Joanna creció en una familia bien formada. Papá Ben, mamá Kenny, la hermana Claudia y un gato, Mookie. Así lo hace saber una edición del Larchmont Gazette del año 2003, en el que la familia toda firma una carta titulada «There is always hope». El texto de la carta versa (“we learned an amazing life lesson…”) sobre la casualidad y la alegría de encontrar, después de considerarlo largamente perdido, al gatito Mookie en una especie de pozo. Al verlo atrapado así, los Roberts llamaron al Larchmont Fire Department y al Larchmont Nursery. Con la ayuda de estas dos instituciones, los Roberts finalmente recuperaron a Mookie. En la carta, consideran esto como “the best holiday [se refieren al comienzo del año 2003] present imaginable”. En un primer momento, sin embargo, el gatito estaba extremadamente deshidratado. Por eso fue llevado al Village Animal Hospital, en Larchmont, y luego al Animal Medical Center de Nueva York, donde el doctor Peggy Booth se hizo cargo de él. La carta, finalmente, se revela como un festejo por haber encontrado al gato (“we are so overwhelmed with happiness to have our cat come home tonight”) y, al mismo tiempo y con similar importancia, es una muestra de gratitud a toda la gente de Larchmont “for this community’s support and encouragement”.
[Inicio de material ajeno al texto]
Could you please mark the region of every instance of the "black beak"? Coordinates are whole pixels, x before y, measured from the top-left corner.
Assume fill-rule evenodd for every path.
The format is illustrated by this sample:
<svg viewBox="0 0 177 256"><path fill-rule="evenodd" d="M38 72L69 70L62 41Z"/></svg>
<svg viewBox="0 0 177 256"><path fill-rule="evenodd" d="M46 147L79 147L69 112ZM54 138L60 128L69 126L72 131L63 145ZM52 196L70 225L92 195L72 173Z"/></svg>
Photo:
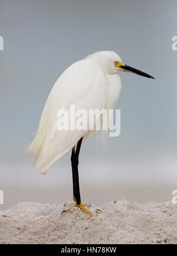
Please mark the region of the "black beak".
<svg viewBox="0 0 177 256"><path fill-rule="evenodd" d="M145 76L145 77L151 78L152 79L155 79L154 77L150 76L148 74L146 74L146 73L142 72L142 71L138 70L137 69L134 69L133 67L130 67L127 65L124 66L120 66L120 67L124 69L124 71L129 72L133 72L135 74L139 74L140 76Z"/></svg>

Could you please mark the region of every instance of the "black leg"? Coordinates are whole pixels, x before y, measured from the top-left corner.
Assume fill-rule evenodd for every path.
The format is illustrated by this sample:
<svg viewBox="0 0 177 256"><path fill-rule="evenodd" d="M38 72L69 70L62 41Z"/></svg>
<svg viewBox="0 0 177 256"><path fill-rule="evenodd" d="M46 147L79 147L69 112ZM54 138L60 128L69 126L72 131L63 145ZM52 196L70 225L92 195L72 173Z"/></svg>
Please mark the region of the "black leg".
<svg viewBox="0 0 177 256"><path fill-rule="evenodd" d="M79 189L79 180L78 173L78 155L83 138L80 139L77 143L77 148L75 151L75 148L72 150L71 154L71 166L73 172L73 197L74 200L76 200L77 205L80 205L81 202L80 189Z"/></svg>

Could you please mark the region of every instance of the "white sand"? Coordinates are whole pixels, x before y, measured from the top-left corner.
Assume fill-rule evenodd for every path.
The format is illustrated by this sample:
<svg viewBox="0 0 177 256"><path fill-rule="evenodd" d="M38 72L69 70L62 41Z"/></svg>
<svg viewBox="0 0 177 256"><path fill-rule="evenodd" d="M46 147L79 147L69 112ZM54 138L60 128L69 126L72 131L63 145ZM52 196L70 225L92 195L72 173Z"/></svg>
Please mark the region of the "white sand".
<svg viewBox="0 0 177 256"><path fill-rule="evenodd" d="M78 208L23 202L0 212L0 244L177 244L177 205L123 200L90 218ZM73 205L68 201L64 209Z"/></svg>

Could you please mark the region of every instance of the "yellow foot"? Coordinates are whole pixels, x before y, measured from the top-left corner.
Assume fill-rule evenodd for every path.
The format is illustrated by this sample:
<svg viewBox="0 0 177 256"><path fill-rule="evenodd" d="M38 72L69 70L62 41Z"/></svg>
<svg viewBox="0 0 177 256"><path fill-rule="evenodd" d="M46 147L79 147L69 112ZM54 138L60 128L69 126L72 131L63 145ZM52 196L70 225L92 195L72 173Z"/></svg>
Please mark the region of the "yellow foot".
<svg viewBox="0 0 177 256"><path fill-rule="evenodd" d="M70 208L67 209L67 210L63 210L61 214L64 213L64 212L69 212L71 209L74 208L74 207L78 207L83 212L84 212L86 214L88 214L89 216L90 216L90 217L95 217L95 216L93 215L90 212L88 212L88 210L87 210L86 209L86 207L87 207L87 208L89 209L91 207L91 205L83 205L81 203L80 203L79 205L77 205L77 203L76 203L75 205L71 207ZM101 213L101 210L100 210L99 209L97 209L96 210L96 212L98 214Z"/></svg>

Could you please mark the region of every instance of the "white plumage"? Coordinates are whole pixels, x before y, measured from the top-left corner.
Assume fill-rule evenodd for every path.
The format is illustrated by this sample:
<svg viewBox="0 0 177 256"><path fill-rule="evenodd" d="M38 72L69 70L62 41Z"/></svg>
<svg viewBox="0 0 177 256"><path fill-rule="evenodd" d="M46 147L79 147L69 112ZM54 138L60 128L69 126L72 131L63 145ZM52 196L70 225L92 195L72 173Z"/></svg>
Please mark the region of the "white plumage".
<svg viewBox="0 0 177 256"><path fill-rule="evenodd" d="M34 162L45 174L47 170L74 147L83 137L86 140L91 131L59 131L57 129L57 111L68 109L71 104L76 110L113 109L121 89L118 75L122 63L118 55L110 51L100 51L70 66L54 85L45 105L37 135L28 149L34 152ZM100 120L96 120L100 122Z"/></svg>

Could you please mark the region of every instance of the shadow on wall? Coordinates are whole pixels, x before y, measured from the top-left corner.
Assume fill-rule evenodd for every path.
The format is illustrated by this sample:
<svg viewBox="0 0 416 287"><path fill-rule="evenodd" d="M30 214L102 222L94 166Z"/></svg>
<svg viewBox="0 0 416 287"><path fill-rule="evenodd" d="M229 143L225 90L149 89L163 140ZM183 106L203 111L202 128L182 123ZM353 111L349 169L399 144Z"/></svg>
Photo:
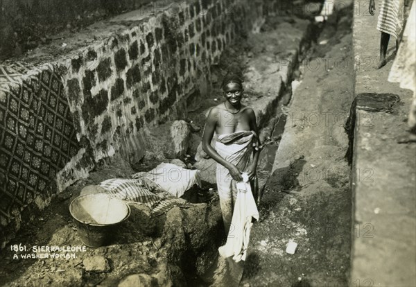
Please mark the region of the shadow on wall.
<svg viewBox="0 0 416 287"><path fill-rule="evenodd" d="M19 56L54 33L81 27L155 0L1 0L0 60Z"/></svg>

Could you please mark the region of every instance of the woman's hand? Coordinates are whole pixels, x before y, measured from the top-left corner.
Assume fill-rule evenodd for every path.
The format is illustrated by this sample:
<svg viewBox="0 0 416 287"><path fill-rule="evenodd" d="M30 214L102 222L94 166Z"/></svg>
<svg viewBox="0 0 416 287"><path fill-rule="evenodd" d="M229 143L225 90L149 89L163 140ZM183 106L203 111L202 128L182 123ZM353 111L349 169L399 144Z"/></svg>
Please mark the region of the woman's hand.
<svg viewBox="0 0 416 287"><path fill-rule="evenodd" d="M370 0L370 4L368 5L368 12L373 16L374 11L376 10L376 5L374 4L374 0Z"/></svg>
<svg viewBox="0 0 416 287"><path fill-rule="evenodd" d="M229 174L233 180L236 182L243 181L243 177L241 176L241 172L237 168L237 167L234 165L232 165L232 166L228 168L229 171Z"/></svg>
<svg viewBox="0 0 416 287"><path fill-rule="evenodd" d="M255 164L251 164L248 166L247 175L248 175L250 180L253 180L254 179L256 176L256 169L257 169L257 166Z"/></svg>

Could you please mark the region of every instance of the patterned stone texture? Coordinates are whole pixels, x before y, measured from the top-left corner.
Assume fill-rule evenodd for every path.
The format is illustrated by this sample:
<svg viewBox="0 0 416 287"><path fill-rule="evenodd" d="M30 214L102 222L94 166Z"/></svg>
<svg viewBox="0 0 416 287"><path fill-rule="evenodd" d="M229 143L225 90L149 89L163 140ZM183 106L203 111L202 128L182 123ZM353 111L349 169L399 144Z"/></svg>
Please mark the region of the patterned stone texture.
<svg viewBox="0 0 416 287"><path fill-rule="evenodd" d="M0 223L56 190L56 174L80 149L61 79L38 71L0 92ZM53 183L55 182L55 184Z"/></svg>
<svg viewBox="0 0 416 287"><path fill-rule="evenodd" d="M209 82L224 48L276 8L263 1L166 2L51 69L1 67L1 225L103 158L140 159L146 131L186 116L187 95L201 78Z"/></svg>

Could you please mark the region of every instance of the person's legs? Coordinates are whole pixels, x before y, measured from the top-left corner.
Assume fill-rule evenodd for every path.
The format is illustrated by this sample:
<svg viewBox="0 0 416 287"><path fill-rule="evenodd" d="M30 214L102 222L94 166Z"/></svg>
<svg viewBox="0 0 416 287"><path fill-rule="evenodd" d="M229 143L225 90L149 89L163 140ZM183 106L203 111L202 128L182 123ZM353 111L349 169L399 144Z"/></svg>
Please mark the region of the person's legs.
<svg viewBox="0 0 416 287"><path fill-rule="evenodd" d="M233 182L228 170L219 164L217 164L216 180L220 198L220 207L221 207L223 220L224 221L224 228L225 234L228 234L232 220L234 202L234 198L233 198Z"/></svg>
<svg viewBox="0 0 416 287"><path fill-rule="evenodd" d="M390 34L381 32L380 37L380 60L376 69L379 69L385 65L385 55L387 54L387 47L390 40Z"/></svg>

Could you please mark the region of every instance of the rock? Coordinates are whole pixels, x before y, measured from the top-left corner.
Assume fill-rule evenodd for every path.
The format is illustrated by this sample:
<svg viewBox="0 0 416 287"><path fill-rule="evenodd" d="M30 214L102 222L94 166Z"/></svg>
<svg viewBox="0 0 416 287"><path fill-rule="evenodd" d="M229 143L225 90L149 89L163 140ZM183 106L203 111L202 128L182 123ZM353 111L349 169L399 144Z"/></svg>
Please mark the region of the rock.
<svg viewBox="0 0 416 287"><path fill-rule="evenodd" d="M111 270L108 260L103 256L93 256L83 261L85 271L102 273Z"/></svg>
<svg viewBox="0 0 416 287"><path fill-rule="evenodd" d="M175 166L180 166L183 168L187 168L187 165L184 162L179 159L173 159L168 161L170 164L175 164Z"/></svg>
<svg viewBox="0 0 416 287"><path fill-rule="evenodd" d="M152 277L147 274L133 274L125 277L118 285L118 287L151 287Z"/></svg>
<svg viewBox="0 0 416 287"><path fill-rule="evenodd" d="M171 136L173 139L173 150L176 156L184 155L188 150L191 130L184 121L175 121L171 127Z"/></svg>
<svg viewBox="0 0 416 287"><path fill-rule="evenodd" d="M200 127L199 125L196 125L195 123L193 123L192 122L192 121L191 121L191 122L189 123L189 128L191 129L191 132L194 133L194 132L198 132L200 130L201 130L201 127Z"/></svg>
<svg viewBox="0 0 416 287"><path fill-rule="evenodd" d="M202 139L201 139L202 141ZM213 148L215 148L215 142L216 141L216 138L214 137L212 139L212 140L211 141L211 146L212 146ZM207 155L207 153L205 153L204 151L204 150L202 150L202 143L200 142L200 144L198 146L198 148L196 148L196 154L195 155L195 160L196 160L197 162L202 159L209 159L211 158L209 157L209 155Z"/></svg>
<svg viewBox="0 0 416 287"><path fill-rule="evenodd" d="M184 121L175 121L146 130L145 159L164 161L184 157L188 150L191 130Z"/></svg>

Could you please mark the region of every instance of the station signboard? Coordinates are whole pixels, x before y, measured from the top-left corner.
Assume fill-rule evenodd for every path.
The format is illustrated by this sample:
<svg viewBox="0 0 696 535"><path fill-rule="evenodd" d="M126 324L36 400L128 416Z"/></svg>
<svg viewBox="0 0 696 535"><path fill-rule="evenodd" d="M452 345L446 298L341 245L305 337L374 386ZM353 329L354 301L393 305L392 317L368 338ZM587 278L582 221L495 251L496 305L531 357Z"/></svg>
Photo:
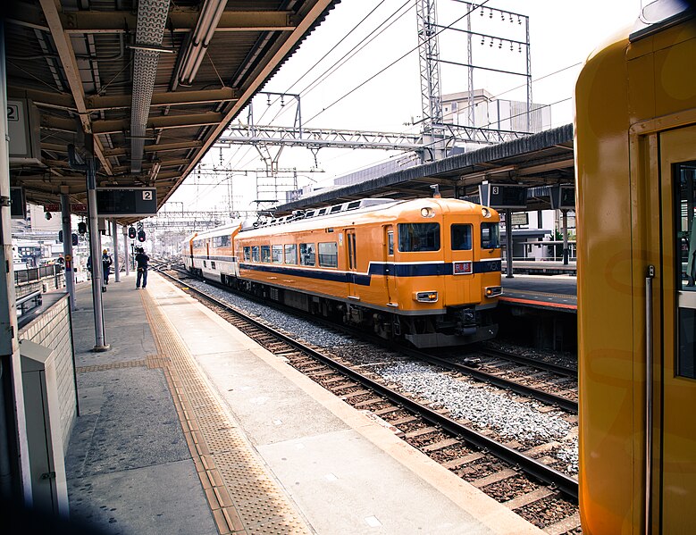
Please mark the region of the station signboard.
<svg viewBox="0 0 696 535"><path fill-rule="evenodd" d="M574 210L575 187L572 185L552 187L551 208L553 210Z"/></svg>
<svg viewBox="0 0 696 535"><path fill-rule="evenodd" d="M99 217L146 216L157 213L155 188L97 188Z"/></svg>
<svg viewBox="0 0 696 535"><path fill-rule="evenodd" d="M481 204L491 208L525 210L527 207L527 187L510 184L489 184L479 186Z"/></svg>
<svg viewBox="0 0 696 535"><path fill-rule="evenodd" d="M50 205L44 205L44 212L60 212L61 205L59 203L52 203ZM71 213L87 213L87 205L72 204L70 205L70 211Z"/></svg>
<svg viewBox="0 0 696 535"><path fill-rule="evenodd" d="M27 199L23 188L10 188L10 214L12 219L27 219Z"/></svg>

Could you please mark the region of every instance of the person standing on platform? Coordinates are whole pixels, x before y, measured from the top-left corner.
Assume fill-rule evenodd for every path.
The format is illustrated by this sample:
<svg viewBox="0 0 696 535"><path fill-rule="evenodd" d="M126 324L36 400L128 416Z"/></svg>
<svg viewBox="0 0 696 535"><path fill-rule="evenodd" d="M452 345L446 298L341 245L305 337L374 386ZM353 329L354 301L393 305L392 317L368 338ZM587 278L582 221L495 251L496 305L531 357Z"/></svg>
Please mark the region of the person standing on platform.
<svg viewBox="0 0 696 535"><path fill-rule="evenodd" d="M140 280L143 282L143 288L147 286L147 263L150 261L150 257L145 254L145 249L140 247L138 249L138 255L135 255L135 262L138 265L138 279L136 280L136 289L140 288Z"/></svg>
<svg viewBox="0 0 696 535"><path fill-rule="evenodd" d="M111 264L113 263L113 260L109 255L108 249L104 249L102 252L102 267L104 268L104 286L102 291L106 291L106 285L109 283L109 273L111 273Z"/></svg>

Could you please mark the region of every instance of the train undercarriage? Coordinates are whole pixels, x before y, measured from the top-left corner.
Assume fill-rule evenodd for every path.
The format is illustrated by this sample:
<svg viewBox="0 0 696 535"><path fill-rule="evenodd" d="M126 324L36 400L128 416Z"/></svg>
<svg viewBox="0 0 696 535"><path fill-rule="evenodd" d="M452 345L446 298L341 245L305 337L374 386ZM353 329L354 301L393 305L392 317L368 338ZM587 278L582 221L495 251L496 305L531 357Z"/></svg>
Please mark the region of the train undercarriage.
<svg viewBox="0 0 696 535"><path fill-rule="evenodd" d="M498 334L498 324L493 321L491 311L475 310L474 306L451 307L444 314L406 315L230 275L221 275L221 281L256 297L350 327L369 330L385 339L405 340L419 348L473 344L493 339Z"/></svg>

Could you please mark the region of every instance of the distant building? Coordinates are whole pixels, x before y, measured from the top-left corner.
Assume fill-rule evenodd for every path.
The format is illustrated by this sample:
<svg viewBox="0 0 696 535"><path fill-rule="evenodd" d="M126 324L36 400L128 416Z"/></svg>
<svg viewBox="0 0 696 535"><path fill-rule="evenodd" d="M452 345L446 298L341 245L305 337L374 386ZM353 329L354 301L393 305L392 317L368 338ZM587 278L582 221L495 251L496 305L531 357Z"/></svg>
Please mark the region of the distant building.
<svg viewBox="0 0 696 535"><path fill-rule="evenodd" d="M474 106L474 124L469 107ZM485 89L451 93L442 96L444 121L461 126L474 126L516 132L527 131L527 103L495 98ZM535 134L551 128L551 108L532 103L529 133Z"/></svg>

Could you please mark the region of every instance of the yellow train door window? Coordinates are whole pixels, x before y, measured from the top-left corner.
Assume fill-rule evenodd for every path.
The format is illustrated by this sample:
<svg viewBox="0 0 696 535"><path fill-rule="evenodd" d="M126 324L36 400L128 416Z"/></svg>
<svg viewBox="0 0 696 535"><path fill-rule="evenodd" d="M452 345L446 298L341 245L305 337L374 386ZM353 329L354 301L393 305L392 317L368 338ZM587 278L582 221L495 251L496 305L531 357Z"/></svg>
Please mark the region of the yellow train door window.
<svg viewBox="0 0 696 535"><path fill-rule="evenodd" d="M346 266L348 270L346 275L348 278L348 299L359 300L357 295L357 287L356 286L356 272L357 272L357 251L356 250L356 230L346 229L344 230L346 237Z"/></svg>
<svg viewBox="0 0 696 535"><path fill-rule="evenodd" d="M653 484L658 484L660 489L661 532L693 533L696 532L696 515L692 512L696 503L696 126L662 132L659 152L663 237L659 430L662 460L660 466L656 467L659 476L653 479ZM659 400L656 399L655 403Z"/></svg>

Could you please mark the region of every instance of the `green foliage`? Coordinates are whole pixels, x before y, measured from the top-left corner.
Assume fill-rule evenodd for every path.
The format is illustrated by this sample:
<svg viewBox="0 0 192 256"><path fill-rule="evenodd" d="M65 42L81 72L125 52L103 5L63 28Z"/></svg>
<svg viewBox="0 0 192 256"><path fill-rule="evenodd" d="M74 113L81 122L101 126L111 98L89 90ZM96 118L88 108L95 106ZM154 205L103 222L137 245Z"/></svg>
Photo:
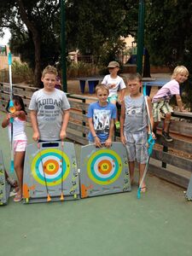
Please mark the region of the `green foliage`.
<svg viewBox="0 0 192 256"><path fill-rule="evenodd" d="M67 78L88 77L97 74L97 67L94 64L79 61L78 63L71 63L67 67Z"/></svg>
<svg viewBox="0 0 192 256"><path fill-rule="evenodd" d="M192 3L183 0L146 1L145 46L154 65L172 70L184 65L192 74ZM185 101L192 110L191 76L185 84Z"/></svg>
<svg viewBox="0 0 192 256"><path fill-rule="evenodd" d="M20 63L17 61L12 62L12 74L14 83L28 83L33 82L33 73L29 68L27 63Z"/></svg>

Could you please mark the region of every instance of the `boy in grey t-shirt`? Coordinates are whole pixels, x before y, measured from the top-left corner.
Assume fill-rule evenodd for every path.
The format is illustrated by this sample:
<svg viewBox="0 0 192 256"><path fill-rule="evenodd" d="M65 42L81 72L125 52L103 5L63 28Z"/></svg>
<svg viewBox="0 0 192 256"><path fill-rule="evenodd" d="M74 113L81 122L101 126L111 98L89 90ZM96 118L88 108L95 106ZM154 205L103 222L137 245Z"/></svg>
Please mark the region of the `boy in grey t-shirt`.
<svg viewBox="0 0 192 256"><path fill-rule="evenodd" d="M139 181L142 181L148 160L147 147L147 111L143 95L140 92L142 78L140 74L130 74L127 87L130 95L125 97L121 105L120 139L126 146L129 160L131 183L134 182L134 168L137 160L139 166ZM148 97L150 122L154 124L150 98ZM155 138L154 133L152 136ZM141 192L146 191L146 184L142 183Z"/></svg>
<svg viewBox="0 0 192 256"><path fill-rule="evenodd" d="M63 141L69 120L70 105L65 93L55 88L57 70L47 66L42 73L44 88L32 96L29 110L34 141Z"/></svg>

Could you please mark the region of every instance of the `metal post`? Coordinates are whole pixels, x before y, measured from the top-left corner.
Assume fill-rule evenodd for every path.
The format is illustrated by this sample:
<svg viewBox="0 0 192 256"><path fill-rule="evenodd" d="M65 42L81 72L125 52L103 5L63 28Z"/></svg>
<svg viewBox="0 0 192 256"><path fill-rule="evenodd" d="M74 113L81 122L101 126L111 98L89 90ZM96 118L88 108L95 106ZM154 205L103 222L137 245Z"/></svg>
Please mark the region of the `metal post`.
<svg viewBox="0 0 192 256"><path fill-rule="evenodd" d="M65 0L61 0L61 69L63 90L67 92L67 65L66 65L66 36L65 36Z"/></svg>
<svg viewBox="0 0 192 256"><path fill-rule="evenodd" d="M142 75L143 72L143 55L144 42L144 12L145 1L139 0L138 10L138 30L137 30L137 72Z"/></svg>

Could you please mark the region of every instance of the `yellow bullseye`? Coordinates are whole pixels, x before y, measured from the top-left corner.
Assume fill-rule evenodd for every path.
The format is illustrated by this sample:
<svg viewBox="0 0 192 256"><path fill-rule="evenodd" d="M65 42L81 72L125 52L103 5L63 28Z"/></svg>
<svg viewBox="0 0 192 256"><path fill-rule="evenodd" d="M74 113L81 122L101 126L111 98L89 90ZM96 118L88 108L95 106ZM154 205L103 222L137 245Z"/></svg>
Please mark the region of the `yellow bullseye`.
<svg viewBox="0 0 192 256"><path fill-rule="evenodd" d="M108 160L104 160L99 162L99 172L102 174L108 174L112 171L112 163Z"/></svg>
<svg viewBox="0 0 192 256"><path fill-rule="evenodd" d="M44 172L49 175L55 174L59 170L59 164L55 160L49 160L44 163Z"/></svg>

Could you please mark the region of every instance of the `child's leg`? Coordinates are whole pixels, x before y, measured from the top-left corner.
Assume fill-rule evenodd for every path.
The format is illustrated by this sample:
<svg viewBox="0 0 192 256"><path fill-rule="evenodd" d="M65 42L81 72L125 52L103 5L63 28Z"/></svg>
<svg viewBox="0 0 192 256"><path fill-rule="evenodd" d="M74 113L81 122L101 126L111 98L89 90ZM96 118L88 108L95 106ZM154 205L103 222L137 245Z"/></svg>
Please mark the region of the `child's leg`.
<svg viewBox="0 0 192 256"><path fill-rule="evenodd" d="M171 121L172 113L166 113L165 115L165 120L164 120L164 131L166 132L169 132L169 125Z"/></svg>
<svg viewBox="0 0 192 256"><path fill-rule="evenodd" d="M116 129L119 129L119 128L120 128L120 122L119 121L119 119L118 119L118 109L117 109L117 105L116 105L117 101L111 100L110 102L111 102L112 104L113 104L113 105L115 106L115 108L116 108L117 116L116 116L116 119L115 119L115 123L114 123L114 125L115 125Z"/></svg>
<svg viewBox="0 0 192 256"><path fill-rule="evenodd" d="M146 164L139 164L139 185L140 185L140 183L142 181L142 178L143 178L143 173L144 173L144 171L145 171L145 166L146 166ZM141 191L142 192L146 191L146 183L145 183L144 180L142 183Z"/></svg>
<svg viewBox="0 0 192 256"><path fill-rule="evenodd" d="M134 182L134 169L135 169L135 162L129 161L130 179L131 179L131 185L133 184Z"/></svg>
<svg viewBox="0 0 192 256"><path fill-rule="evenodd" d="M15 152L14 158L14 167L18 178L19 191L18 195L22 195L22 183L23 183L23 165L24 165L25 151Z"/></svg>

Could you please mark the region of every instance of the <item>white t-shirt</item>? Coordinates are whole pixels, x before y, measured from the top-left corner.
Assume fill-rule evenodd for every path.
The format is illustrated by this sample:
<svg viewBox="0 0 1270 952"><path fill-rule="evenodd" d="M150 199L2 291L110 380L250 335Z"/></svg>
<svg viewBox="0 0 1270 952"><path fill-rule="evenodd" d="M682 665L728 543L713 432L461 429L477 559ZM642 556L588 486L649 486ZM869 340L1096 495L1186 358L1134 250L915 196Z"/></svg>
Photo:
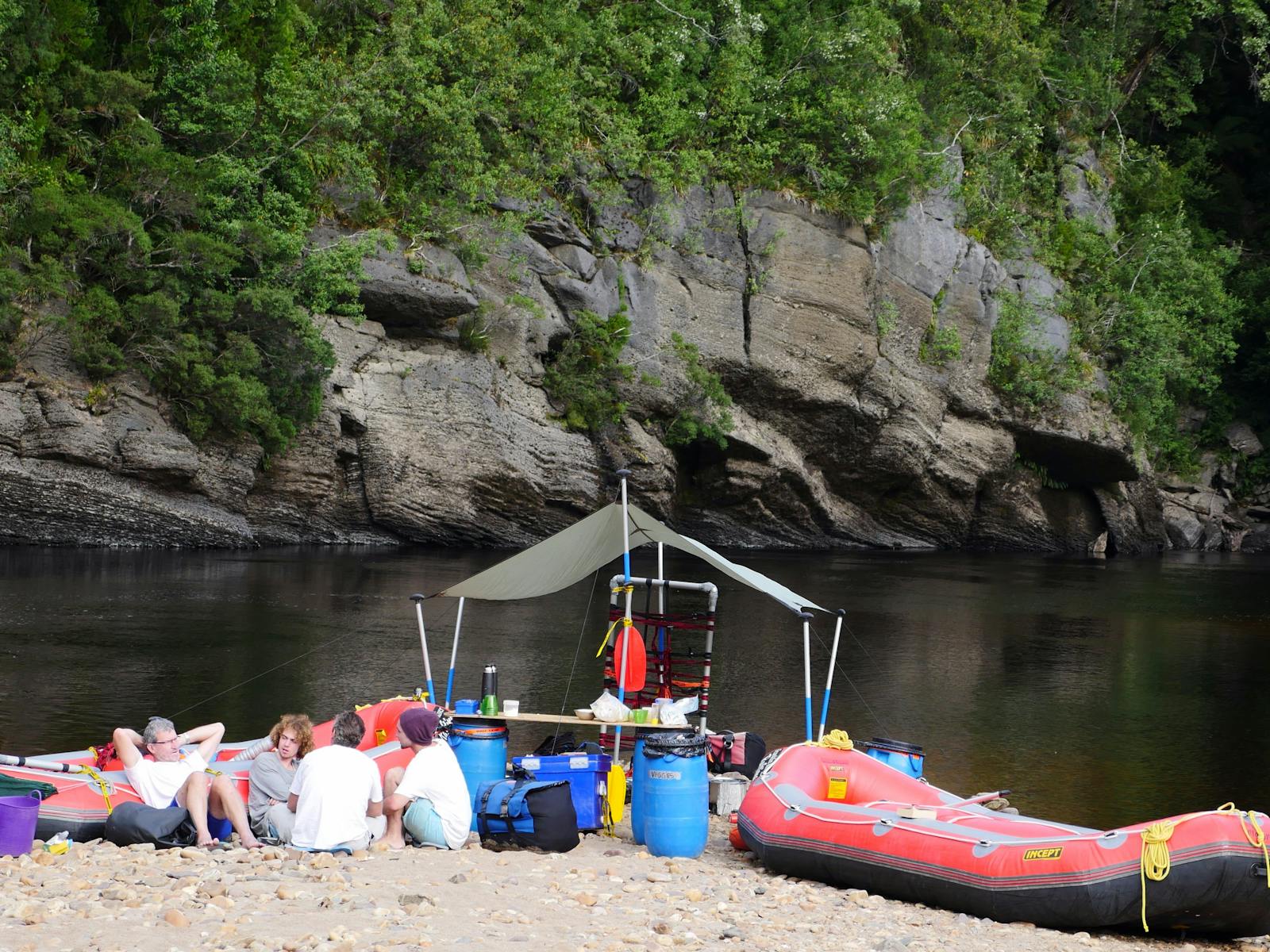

Joanna Roberts, actualmente de tan solo diecinueve años, ha firmado también, esta vez ella sola, un artículo titulado «The Butterfly Effect». Allí Joanna reflexiona sobre la profunda y misteriosa interconexión universal, cuya verdadera comprensión debería modelar nuestras conductas. Transcribo: “it’s easy to limit your understanding of yourself to believe that you are insignificant”. El artículo empieza y finaliza con una misma frase: “All the words we say today will come back to us on our doorstep in the newspaper tomorrow”. El texto aparece acompañado de una foto verdaderamente perturbadora: una Joanna de perfil, entusiasta y aniñada.
Al parecer, Joanna Roberts ha apoyado una solicitada para la campaña Ride for Peace, cuyo logo es un ciclista usando casco y sosteniendo una bandera en la que se lee, justamente, la consigna. También ha sido uno de los treinta y dos estudiantes que calificaron para el AP Scholar con Distinction Award, junto con, por ejemplo, Evan Palmer-Young, Daniel Plansky, Marc Raifman, Jacob Shapiro, Lauren Sher, Nicholas Smeets, Michael Vespe y Allison Waks.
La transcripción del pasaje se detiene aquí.